In realtà il brano è nato proprio così: avevo trovato questo campione e ho iniziato subito a scriverci sopra. Nel ritornello mi è uscita questa espressione, Occhi diamanti, e sia per il suono che per il titolo, ho pensato subito che potesse essere il seguito perfetto di Occhi da gangster.

Il brano ha un tema e ha vibe molto ispirata alle colonne sonore, con una forte componente cinematografica, quindi chiamare Joan Thiele è stato ovviamente naturale.

Sono contento di aver dato vita a una sorta di “secondo episodio” di questa saga, che poi dopo Sanremo, dove avevamo collaborato insieme, mi sembrava anche un modo naturale per completare questo cerchio di collaborazioni del 2025.

Sei anche tornato a collaborare con Tony Boy…

Ci tenevo molto ad avere Tony Boy nel disco. Quella traccia, paradossalmente, è la più vecchia del progetto: l’ho scritta nel 2021, prima ancora di Correre.

È rimasta ferma per anni, nel cassetto, poi alla fine è passato il tempo giusto per farla riemergere.

Quando abbiamo fatto il pezzo con Capo Plaza da lui e gli ho fatto sentire un po’ di brani del disco e gli ho fatto sentire alcune cose nuove, e tra quelle ho tirato fuori quella traccia lì. L’ho riascoltata e mi sono detto che la sua strofa ci sarebbe stata perfettamente e così l’ho tirato dentro di nuovo.

Per chiudere il discorso dei feat, c’è Colapesce

Anche lì è un po’ lo stesso discorso, nel senso che inizialmente quel brano l’avevo aperto con Golden Yearss per lavorare sul suo progetto. All’inizio c’era un papabile ritornello di un tipo inglese, che poi non è entrato nella versione finale.

Io però ho sempre creduto tanto in quella canzone e ho avuto questo ritornello libero per mesi. A una certa ho pensato a Lorenzo e mi sembrava che calzasse a pennello.
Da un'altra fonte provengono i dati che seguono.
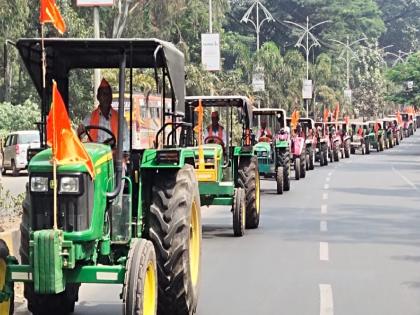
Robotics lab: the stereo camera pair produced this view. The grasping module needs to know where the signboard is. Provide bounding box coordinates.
[344,90,352,102]
[77,0,114,7]
[302,80,312,100]
[201,34,220,71]
[252,69,265,92]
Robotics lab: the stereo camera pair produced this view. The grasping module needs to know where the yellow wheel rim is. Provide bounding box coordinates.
[190,201,201,287]
[255,172,260,213]
[0,259,10,315]
[144,261,157,315]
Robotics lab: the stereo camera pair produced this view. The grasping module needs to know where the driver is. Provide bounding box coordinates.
[77,79,129,151]
[258,120,273,139]
[204,111,227,146]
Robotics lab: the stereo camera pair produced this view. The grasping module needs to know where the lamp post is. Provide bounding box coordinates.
[241,0,275,126]
[284,16,331,118]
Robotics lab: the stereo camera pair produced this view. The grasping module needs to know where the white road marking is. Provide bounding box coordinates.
[319,242,330,261]
[319,284,334,315]
[319,220,328,232]
[392,167,419,191]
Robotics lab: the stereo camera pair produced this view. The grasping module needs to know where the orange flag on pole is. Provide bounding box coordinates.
[39,0,66,34]
[324,108,330,122]
[47,81,95,178]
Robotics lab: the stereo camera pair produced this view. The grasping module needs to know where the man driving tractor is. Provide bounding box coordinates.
[204,111,227,147]
[77,79,129,151]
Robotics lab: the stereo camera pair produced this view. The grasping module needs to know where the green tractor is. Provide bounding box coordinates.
[0,39,201,315]
[185,96,261,236]
[253,108,291,194]
[366,121,385,152]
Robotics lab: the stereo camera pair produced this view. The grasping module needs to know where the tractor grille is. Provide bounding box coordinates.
[30,173,94,232]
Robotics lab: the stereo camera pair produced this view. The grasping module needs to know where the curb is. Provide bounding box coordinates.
[0,229,20,260]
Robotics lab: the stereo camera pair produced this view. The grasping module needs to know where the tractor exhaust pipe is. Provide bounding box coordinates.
[106,51,127,200]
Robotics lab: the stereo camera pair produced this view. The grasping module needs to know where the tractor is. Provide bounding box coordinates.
[0,38,201,315]
[185,96,261,236]
[286,117,306,180]
[366,121,385,152]
[350,122,370,155]
[299,118,318,171]
[401,113,414,138]
[315,122,332,166]
[253,108,290,194]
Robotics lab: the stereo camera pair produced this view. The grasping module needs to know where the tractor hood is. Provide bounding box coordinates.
[28,143,112,173]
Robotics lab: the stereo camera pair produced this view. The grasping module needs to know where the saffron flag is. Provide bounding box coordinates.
[39,0,66,34]
[47,81,95,178]
[334,103,340,121]
[324,108,330,122]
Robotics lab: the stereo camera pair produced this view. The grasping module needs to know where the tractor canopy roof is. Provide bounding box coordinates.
[185,96,253,128]
[16,38,185,110]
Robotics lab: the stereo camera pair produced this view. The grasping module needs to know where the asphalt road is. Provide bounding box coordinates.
[14,132,420,315]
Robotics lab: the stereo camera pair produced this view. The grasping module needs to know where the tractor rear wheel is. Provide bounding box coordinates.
[276,167,284,195]
[19,190,80,315]
[123,238,158,315]
[295,158,300,180]
[146,165,201,315]
[238,156,261,229]
[308,147,315,170]
[232,188,246,236]
[0,239,15,315]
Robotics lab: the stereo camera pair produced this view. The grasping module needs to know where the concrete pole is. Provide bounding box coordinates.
[93,7,101,103]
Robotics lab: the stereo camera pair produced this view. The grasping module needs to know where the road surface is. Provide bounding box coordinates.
[13,133,420,315]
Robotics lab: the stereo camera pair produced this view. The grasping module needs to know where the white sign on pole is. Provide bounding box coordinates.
[302,80,312,99]
[76,0,114,7]
[201,34,220,71]
[252,70,265,92]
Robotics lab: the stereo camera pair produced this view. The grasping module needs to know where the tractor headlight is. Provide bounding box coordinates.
[59,177,79,194]
[31,176,48,192]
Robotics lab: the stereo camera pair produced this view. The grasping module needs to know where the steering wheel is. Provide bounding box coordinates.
[79,125,117,148]
[204,136,225,150]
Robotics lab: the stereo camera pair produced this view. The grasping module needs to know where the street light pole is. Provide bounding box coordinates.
[284,16,331,118]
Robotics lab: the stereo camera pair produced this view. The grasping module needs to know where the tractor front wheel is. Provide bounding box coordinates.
[123,238,157,315]
[0,239,15,315]
[232,188,246,236]
[276,167,284,195]
[238,156,260,229]
[146,165,202,315]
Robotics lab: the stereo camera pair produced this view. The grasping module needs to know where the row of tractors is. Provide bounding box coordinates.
[0,38,416,315]
[254,108,420,194]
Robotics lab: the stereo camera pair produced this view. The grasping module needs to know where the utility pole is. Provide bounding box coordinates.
[241,0,275,126]
[284,16,331,118]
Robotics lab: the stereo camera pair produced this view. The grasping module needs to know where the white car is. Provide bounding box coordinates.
[1,130,40,176]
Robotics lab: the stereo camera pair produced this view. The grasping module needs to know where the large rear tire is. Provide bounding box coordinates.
[238,156,261,229]
[276,167,284,195]
[123,238,158,315]
[0,239,15,315]
[146,165,202,315]
[232,188,246,236]
[19,186,80,315]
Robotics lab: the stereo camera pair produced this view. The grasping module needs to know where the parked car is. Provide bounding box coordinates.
[1,130,40,176]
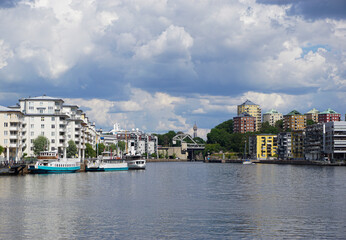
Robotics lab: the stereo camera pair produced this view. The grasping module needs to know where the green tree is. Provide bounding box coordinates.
[34,136,49,156]
[306,119,315,126]
[0,145,5,155]
[85,143,96,158]
[66,140,77,158]
[193,137,205,144]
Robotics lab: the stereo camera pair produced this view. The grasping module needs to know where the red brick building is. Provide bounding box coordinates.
[318,108,341,123]
[233,112,256,133]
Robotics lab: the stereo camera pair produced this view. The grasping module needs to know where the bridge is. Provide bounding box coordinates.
[172,133,205,161]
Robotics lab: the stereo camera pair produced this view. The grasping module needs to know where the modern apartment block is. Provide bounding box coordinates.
[291,130,305,160]
[0,96,97,160]
[318,108,341,123]
[284,110,306,131]
[304,123,325,161]
[324,121,346,162]
[0,106,26,161]
[277,132,293,160]
[305,108,320,123]
[263,109,283,126]
[237,100,262,131]
[233,112,256,133]
[249,134,278,160]
[101,124,158,155]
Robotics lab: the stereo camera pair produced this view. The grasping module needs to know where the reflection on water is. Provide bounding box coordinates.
[0,163,346,239]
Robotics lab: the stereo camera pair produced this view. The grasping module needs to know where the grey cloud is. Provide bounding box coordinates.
[257,0,346,20]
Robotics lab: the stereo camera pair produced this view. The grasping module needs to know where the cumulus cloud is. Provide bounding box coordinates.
[0,0,346,135]
[257,0,346,19]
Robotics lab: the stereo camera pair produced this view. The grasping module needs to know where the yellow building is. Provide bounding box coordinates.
[237,100,262,131]
[256,134,278,160]
[291,131,305,160]
[284,110,306,131]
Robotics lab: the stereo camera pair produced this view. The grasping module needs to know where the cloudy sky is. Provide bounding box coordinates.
[0,0,346,136]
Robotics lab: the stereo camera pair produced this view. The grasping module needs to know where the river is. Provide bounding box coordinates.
[0,162,346,239]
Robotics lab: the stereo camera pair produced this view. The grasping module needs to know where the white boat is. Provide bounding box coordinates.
[85,152,129,172]
[125,155,147,170]
[243,160,255,165]
[28,151,80,173]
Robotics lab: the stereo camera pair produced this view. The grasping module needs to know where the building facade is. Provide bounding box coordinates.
[0,96,97,160]
[318,108,341,123]
[304,123,325,161]
[263,109,283,126]
[284,110,306,131]
[277,132,293,160]
[324,121,346,162]
[233,112,256,133]
[304,108,320,123]
[249,134,278,160]
[237,100,262,131]
[291,130,305,160]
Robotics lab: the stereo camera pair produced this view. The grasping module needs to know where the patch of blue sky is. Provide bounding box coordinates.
[300,44,331,58]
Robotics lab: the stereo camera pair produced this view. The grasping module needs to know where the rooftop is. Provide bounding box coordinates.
[320,108,340,114]
[20,95,63,101]
[0,106,20,112]
[265,108,279,114]
[305,108,320,114]
[239,100,258,106]
[286,110,302,116]
[236,112,253,117]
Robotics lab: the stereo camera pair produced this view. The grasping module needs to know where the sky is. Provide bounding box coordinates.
[0,0,346,138]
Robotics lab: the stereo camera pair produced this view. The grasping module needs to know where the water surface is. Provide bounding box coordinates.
[0,162,346,239]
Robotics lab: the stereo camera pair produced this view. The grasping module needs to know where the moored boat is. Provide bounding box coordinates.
[125,155,146,170]
[28,151,80,173]
[85,152,129,172]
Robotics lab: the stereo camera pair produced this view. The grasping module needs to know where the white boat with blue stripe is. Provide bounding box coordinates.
[85,151,129,172]
[28,151,80,174]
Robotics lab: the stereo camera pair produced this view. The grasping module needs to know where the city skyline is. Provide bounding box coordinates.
[0,0,346,137]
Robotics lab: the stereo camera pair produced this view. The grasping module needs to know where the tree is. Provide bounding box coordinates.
[34,136,49,156]
[66,140,77,158]
[85,143,96,158]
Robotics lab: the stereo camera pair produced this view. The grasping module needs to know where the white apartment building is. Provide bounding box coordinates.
[0,96,98,160]
[0,106,26,162]
[263,109,283,126]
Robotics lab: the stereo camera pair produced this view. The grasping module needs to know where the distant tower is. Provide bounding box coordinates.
[193,122,197,138]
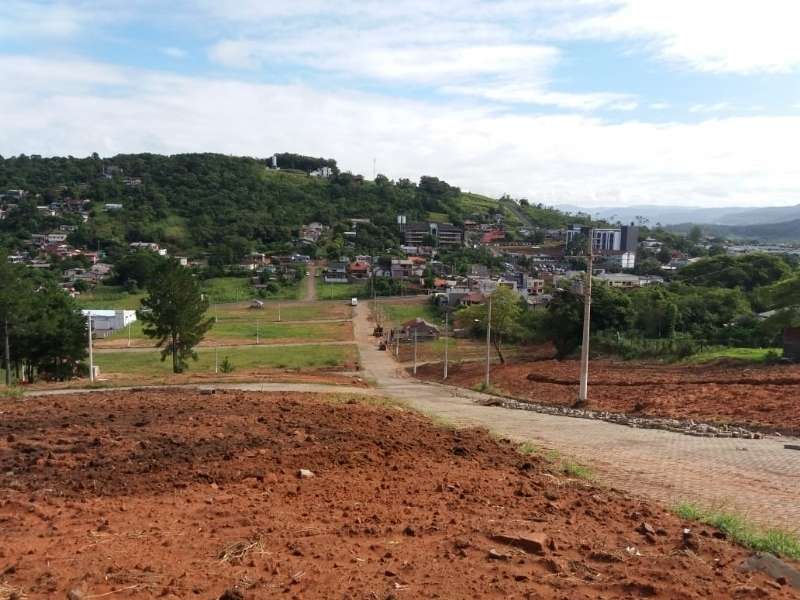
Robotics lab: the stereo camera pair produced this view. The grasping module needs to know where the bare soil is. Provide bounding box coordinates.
[417,360,800,435]
[0,390,794,599]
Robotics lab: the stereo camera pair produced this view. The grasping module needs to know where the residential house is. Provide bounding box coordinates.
[128,242,167,256]
[81,309,136,335]
[481,229,506,245]
[783,327,800,362]
[45,232,67,244]
[347,261,370,281]
[309,166,333,177]
[299,221,325,243]
[323,262,348,283]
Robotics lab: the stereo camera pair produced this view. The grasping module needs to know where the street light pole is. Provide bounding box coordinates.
[442,311,450,379]
[3,317,11,386]
[89,313,94,383]
[576,229,594,406]
[486,294,492,390]
[414,329,417,375]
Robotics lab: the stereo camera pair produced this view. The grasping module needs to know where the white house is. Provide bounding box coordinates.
[81,309,136,332]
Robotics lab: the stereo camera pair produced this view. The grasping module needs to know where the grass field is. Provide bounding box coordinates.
[317,277,369,300]
[77,285,144,310]
[94,344,358,375]
[95,318,353,348]
[201,277,304,304]
[214,298,353,322]
[684,348,783,364]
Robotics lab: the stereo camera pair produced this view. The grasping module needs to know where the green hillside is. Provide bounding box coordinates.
[0,154,548,264]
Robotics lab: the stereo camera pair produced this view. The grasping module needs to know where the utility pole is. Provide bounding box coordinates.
[442,310,450,379]
[89,313,94,383]
[3,317,11,386]
[414,328,417,375]
[486,294,492,390]
[576,229,594,406]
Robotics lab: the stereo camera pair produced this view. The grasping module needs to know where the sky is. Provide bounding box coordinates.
[0,0,800,207]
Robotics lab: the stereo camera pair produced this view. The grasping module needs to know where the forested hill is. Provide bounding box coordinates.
[0,154,580,261]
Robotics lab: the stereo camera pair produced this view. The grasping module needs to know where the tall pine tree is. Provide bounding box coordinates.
[139,260,213,373]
Lui ha collaborato anche per Lunedì blu, quindi a livello, appunto, organico del disco è stato bello averlo.

Ultima domanda per chiudere l’intervista in leggerezza, visto che all’interno del disco hai fatto diversi riferimenti. Qual è il tuo cattivo preferito di Dragon Ball?

Il mio cattivo preferito di Dragon Ball? Piccolo, Junior, che poi tra l’altro diventa buono. È anche tra i miei personaggi preferiti in generale proprio della serie.